Before I can thank her for all the things she’s done up to this point that I’ve absolutely taken for granted, Joan stops to pull off her shoes, an action that I copy as we descend onto the beach. After another two minutes of walking, we're standing right where the waves end their long journey across the world, curling at our ankles before returning to the sea.

“The first time Cory asked me to bring something to him from the office, I got lost on the way to his house. This area’s way more ritzy than I’m used to. I remember getting out of my car and just walking around, convinced that I would be better off on foot. I think really I was just too nervous to drive. I mean, it was my first week at a real job, and I had landed the jackpot in working under Cory Flint of all people. Anyway, I ended up on the beach. I’d been so busy hustling that I hadn’t gotten down to the water for a good year or two. Smelling the ocean got me in this sort of nostalgic, dreamy mood, and when I finally managed to find Cory’s place and drop off whatever it is he wanted, I made a move on him.”

Even as I turn wide eyes at this thin, sexy thing standing beside me, she keeps staring off into the moonlight rippling across the living ocean water.

“He turned me down. Some people would say that he should have taken advantage. I mean, that’s what fame and power means, right? At least for men. That women throw themselves at your feet. And I’m ashamed to say I was once on of those fan girls. You know what he told me though? He said that he had a girl already. Which was news to me. I had never seen him go home with anyone. I mean, that’s why I thought I had a chance in the first place.”

She finally turns to meet my gaze.

“I hated you when we first met. Or, at least, I wanted to. Because I realized you were that girl he was talking about. And you weren’t special. Cory could have had anyone, but he chose you. It wasn’t fair. But then I got to know you. And Lizzie”

In the past hour, I’ve gone through just about the whole gamut of emotions. Now I don’t know whether to feel offended, grateful, jealous, or something else entirely. So I revert to confused. “But we’ve hardly said two words to each other before this.”

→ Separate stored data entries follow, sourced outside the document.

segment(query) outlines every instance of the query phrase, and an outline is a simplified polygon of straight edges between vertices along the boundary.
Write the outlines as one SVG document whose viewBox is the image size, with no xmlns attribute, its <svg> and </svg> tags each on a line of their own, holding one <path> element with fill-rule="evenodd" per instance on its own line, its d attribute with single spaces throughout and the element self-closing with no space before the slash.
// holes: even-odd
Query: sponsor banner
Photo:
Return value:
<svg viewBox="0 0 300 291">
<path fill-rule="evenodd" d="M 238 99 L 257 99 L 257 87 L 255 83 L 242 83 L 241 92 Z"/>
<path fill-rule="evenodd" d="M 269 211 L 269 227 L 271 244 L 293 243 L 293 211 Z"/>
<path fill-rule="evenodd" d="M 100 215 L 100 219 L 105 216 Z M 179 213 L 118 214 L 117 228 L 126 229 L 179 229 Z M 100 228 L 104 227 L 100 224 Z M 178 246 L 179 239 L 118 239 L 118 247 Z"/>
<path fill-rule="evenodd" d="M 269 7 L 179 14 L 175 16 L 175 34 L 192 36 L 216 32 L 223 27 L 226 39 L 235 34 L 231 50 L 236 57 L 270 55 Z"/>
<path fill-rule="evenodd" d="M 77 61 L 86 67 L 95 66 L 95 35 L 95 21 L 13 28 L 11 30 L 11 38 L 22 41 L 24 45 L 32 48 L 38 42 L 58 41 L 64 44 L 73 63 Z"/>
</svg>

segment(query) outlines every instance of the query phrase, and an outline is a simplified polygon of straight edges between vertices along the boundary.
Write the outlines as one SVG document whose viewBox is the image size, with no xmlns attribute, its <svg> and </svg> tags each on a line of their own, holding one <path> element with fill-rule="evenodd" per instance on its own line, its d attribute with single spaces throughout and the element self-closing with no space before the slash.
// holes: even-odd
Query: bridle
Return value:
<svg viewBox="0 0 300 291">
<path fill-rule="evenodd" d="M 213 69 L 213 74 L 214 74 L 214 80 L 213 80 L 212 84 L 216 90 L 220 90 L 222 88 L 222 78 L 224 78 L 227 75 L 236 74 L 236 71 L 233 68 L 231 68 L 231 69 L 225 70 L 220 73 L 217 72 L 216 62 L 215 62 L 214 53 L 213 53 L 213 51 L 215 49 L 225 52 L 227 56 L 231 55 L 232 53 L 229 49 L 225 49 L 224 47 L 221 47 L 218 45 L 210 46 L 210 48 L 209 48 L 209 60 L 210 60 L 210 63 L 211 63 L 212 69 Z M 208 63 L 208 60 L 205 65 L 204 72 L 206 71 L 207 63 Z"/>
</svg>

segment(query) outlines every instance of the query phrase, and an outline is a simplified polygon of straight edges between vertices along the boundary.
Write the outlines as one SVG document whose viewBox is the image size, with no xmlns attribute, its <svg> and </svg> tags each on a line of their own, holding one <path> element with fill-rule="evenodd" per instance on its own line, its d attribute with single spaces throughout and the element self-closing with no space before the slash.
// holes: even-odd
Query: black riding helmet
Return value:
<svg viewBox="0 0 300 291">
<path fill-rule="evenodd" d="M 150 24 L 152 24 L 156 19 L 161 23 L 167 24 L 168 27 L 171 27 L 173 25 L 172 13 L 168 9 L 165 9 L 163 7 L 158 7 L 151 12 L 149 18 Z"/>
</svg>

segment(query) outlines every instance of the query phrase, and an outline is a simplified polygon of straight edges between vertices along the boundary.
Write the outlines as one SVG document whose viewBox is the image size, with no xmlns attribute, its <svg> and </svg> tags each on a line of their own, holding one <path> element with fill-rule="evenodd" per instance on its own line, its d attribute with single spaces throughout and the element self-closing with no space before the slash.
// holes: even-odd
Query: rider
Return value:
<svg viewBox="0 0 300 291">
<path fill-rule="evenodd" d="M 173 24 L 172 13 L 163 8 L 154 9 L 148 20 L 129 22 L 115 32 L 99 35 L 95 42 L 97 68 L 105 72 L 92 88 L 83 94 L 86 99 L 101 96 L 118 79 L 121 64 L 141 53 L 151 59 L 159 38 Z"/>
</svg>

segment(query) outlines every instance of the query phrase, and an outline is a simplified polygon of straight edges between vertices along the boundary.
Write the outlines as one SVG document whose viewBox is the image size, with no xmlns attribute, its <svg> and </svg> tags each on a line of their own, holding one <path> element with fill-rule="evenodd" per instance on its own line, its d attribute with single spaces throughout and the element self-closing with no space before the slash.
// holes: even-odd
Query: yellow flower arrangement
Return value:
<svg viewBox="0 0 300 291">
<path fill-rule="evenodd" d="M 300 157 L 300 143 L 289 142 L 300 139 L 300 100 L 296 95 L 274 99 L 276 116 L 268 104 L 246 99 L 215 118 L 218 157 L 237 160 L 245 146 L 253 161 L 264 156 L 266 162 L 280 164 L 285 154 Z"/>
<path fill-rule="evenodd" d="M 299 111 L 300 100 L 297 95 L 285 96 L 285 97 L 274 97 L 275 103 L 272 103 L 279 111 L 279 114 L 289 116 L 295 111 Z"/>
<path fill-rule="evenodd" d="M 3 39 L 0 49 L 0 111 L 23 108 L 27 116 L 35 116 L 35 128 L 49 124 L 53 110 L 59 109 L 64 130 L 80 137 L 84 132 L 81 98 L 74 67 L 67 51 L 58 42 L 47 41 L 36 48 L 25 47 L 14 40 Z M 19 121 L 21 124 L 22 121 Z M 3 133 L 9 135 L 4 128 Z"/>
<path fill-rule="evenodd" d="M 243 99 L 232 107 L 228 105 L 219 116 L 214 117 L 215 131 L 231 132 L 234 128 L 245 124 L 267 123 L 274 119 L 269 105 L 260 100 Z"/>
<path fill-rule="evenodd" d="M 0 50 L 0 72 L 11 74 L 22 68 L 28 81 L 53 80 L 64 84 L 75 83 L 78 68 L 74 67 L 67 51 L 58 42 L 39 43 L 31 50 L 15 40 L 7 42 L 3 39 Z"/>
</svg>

“Like I said,” Joan continues. “You’ve got a good daughter. While I was showing her around the studio, she couldn’t stop talking about you. About what you do. About how you were going to be this huge star. About the trip to Disneyland you were going to take. She’s quite the hype girl.”

I smile at this, because it’s true. Lizzie might push her boundaries (like drinking enough champagne to make herself sick), but I couldn’t ask for a more perfect daughter. The same can’t be said for her mother.

“Cory’s her father.”

Joan doesn’t act as shocked as I expected at this bombshell. “I figured.” She points to her nose. “All you have to do is look at them side-by-side to see that.”

“And Lizzie’s wrong. I’m not going to be a star. If can’t even hold myself up in front of Jeb Eli, how am I ever going to believe in myself when the cameras are rolling?”

“It’s terrible to say this, but welcome to the club. Now that you have your own Jeb Eli story, you’re a true member of Hollywood.” She pauses before adding, “In case you're wondering, my experience with Jeb Eli isn’t even worth commenting on. Others have much worse stories than mine.”

“Like Sarah.”

Joan nods.

“Hollywood isn’t what I expected,” I say, trying to discern where the water ends and the night sky begins. “I thought everything was going to be faster. Shallow. Like a thin gold layer on top of something worthless.”

Joan must be digesting this, because she says nothing. It’s the sound of the plastic bag in her hand shifting that signals her movement. I turn to meet her and we’re looking at each other. She takes my hand in hers, and when I think I’m going to need to turn down an unexpected romantic advance, she says, “Don’t let Cory fail. I see you struggling to keep your head above the water, but you can’t give up.” Joan’s grip tightens. “It’s not just about Cory. It’s bigger. If his movie is a success, despite Jeb’s attempts to shut it down, that means anybody can break free of Jeb’s grip. Right now he holds the keys to the city. Any star that wants power has to bend to him. Metaphorically and literally.” She blanches at this last part. “But you can break that. You and Cory and Sarah.”